The search for enriched (aka over-represented or enhanced) ontology terms in a list of genes obtained from microarray experiments is becoming a standard procedure for a system-level analysis. This procedure tries to summarize the information focussing on classification designs such as Gene Ontology, KEGG pathways, and so on, instead of focussing on individual genes. Although it is well known in statistics that association and significance are distinct concepts, only the former approach has been used to deal with the ontology term enrichment problem.
BayGO implements a Bayesian approach to search for enriched terms from microarray data. The R source-code is freely available at http://blasto.iq.usp.br/~tkoide/BayGO in three versions: Linux, which can be easily incorporated into pre-existent pipelines; Windows, to be controlled interactively; and as a web-tool. The software was validated using a bacterial heat shock response dataset, since this stress triggers known system-level responses.

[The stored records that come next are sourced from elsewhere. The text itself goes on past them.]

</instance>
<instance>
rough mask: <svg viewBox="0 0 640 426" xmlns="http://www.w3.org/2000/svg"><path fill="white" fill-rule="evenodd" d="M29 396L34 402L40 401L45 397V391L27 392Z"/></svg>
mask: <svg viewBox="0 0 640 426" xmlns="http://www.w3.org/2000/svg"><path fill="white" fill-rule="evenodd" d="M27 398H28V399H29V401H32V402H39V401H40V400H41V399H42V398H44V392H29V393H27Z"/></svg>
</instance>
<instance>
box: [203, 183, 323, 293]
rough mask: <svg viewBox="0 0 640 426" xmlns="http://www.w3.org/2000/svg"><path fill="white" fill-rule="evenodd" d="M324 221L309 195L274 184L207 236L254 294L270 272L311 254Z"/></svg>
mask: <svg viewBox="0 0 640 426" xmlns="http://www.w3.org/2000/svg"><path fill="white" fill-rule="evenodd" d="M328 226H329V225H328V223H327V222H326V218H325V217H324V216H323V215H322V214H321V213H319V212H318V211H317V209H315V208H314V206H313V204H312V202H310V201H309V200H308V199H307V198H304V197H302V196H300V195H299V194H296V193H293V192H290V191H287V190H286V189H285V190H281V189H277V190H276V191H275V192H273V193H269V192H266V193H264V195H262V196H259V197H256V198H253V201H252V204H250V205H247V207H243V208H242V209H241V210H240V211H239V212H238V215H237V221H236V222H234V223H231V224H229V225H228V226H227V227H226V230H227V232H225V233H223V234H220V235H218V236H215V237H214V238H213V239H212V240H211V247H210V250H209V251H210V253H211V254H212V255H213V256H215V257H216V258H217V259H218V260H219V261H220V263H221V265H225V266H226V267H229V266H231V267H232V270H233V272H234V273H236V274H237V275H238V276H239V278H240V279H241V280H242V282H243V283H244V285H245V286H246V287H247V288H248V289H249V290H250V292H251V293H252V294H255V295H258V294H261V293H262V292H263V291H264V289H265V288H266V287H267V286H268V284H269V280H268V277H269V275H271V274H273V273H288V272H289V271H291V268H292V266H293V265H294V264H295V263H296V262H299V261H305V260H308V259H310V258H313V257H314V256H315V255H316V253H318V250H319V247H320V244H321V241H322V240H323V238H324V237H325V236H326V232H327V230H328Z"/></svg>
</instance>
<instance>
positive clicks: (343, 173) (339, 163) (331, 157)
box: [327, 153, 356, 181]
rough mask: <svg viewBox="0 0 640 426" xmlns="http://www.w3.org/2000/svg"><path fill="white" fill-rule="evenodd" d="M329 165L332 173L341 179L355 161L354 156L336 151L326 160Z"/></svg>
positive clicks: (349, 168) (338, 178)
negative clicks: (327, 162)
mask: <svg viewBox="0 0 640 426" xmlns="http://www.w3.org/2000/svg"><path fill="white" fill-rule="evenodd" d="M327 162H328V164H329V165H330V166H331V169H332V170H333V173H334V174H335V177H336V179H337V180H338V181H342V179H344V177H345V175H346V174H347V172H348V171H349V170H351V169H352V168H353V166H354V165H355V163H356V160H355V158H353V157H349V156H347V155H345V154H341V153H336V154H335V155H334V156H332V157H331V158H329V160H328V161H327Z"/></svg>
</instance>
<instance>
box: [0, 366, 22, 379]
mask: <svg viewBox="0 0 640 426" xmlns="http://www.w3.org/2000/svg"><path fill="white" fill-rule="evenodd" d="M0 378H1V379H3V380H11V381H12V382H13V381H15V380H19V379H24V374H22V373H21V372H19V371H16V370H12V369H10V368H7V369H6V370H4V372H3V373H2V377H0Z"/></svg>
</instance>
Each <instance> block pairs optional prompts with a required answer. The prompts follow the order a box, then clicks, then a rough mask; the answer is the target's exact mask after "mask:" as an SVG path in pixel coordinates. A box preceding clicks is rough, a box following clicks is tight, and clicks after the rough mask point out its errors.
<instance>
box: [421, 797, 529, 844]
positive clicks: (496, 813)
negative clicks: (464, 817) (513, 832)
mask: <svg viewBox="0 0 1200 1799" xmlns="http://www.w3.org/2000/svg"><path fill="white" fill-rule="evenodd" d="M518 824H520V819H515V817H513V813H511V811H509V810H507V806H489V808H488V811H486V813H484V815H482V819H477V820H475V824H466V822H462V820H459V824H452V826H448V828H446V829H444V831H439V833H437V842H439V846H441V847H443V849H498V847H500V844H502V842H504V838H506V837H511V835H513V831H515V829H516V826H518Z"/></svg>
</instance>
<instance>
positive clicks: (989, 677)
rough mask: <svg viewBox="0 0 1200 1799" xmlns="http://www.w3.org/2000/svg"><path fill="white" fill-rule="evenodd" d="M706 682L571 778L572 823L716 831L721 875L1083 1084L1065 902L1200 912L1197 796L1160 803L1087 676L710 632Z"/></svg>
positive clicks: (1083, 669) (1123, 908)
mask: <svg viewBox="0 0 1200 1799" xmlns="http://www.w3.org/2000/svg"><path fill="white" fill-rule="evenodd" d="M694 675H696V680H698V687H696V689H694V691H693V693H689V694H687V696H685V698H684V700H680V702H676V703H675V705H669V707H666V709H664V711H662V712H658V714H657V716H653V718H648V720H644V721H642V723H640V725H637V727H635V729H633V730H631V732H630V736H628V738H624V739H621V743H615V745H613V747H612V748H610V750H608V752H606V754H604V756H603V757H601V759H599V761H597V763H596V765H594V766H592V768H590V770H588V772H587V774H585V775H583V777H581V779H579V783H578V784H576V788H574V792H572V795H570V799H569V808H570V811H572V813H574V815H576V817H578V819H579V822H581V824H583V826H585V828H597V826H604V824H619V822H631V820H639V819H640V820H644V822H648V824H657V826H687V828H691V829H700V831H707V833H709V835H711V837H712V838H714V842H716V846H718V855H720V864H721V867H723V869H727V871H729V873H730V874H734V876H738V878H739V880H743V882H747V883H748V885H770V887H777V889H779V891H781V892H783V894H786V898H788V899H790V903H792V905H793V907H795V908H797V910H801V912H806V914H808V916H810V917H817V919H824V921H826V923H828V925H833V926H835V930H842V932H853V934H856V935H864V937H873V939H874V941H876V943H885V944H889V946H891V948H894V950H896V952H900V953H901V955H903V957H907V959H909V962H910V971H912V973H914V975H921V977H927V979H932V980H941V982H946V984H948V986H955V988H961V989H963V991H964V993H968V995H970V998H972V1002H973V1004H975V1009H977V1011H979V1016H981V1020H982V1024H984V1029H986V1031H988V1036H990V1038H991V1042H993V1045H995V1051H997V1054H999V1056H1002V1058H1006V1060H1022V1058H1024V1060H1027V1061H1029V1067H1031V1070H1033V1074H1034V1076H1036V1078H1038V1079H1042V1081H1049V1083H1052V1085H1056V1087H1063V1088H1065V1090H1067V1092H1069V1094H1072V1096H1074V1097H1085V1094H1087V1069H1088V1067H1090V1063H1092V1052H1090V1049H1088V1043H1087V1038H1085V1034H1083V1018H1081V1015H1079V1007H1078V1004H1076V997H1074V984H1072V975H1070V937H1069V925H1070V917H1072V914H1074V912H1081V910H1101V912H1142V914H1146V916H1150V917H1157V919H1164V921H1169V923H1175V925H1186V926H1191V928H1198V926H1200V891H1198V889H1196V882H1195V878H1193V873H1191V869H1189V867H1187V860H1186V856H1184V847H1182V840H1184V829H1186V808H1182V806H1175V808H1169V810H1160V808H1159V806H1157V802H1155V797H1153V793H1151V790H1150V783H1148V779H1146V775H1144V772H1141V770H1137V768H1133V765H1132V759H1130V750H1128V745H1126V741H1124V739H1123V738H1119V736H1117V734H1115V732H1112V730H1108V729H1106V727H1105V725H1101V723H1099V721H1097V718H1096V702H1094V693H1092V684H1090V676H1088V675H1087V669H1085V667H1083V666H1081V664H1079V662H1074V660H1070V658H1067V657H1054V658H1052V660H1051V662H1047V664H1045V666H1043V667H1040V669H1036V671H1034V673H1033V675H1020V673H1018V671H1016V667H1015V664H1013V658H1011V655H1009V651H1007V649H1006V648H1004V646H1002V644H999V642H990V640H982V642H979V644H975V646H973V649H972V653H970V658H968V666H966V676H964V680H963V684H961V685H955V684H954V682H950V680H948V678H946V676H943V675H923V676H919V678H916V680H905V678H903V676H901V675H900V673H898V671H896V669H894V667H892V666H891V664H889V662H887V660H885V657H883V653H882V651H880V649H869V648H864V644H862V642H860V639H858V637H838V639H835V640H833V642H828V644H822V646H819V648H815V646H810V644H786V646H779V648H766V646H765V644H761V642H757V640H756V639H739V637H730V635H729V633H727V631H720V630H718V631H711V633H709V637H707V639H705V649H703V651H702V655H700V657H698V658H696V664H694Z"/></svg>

The Bayesian model accounts for the fact that, eventually, not all the genes from a given category are observable in microarray data due to low intensity signal, quality filters, genes that were not spotted and so on. Moreover, BayGO allows one to measure the statistical association between generic ontology terms and differential expression, instead of working only with the common significance analysis.
在从微阵列实验获得的基因列表中寻找富集(又称过度代表或增强)的本体术语,正成为系统水平分析的标准程序。该程序试图聚焦于诸如基因本体、KEGG通路等分类设计来总结信息,而非聚焦于单个基因。尽管在统计学中关联和显著性是不同的概念这一点广为人知,但目前仅前一种方法被用于处理本体术语富集问题。
BayGO实现了一种贝叶斯方法,用于从微阵列数据中搜索富集术语。R源代码可在http://blasto.iq.usp.br/~tkoide/BayGO免费获取,有三个版本:Linux版本,可轻松整合到现有流程中;Windows版本,用于交互式控制;还有网络工具版本。该软件使用细菌热休克反应数据集进行了验证,因为这种应激会触发已知的系统水平反应。
贝叶斯模型考虑到了这样一个事实,即由于低强度信号、质量过滤、未点样的基因等原因,最终并非给定类别的所有基因在微阵列数据中都可观测到。此外,BayGO允许人们测量通用本体术语与差异表达之间的统计关联,而不是仅进行常见的显著性分析。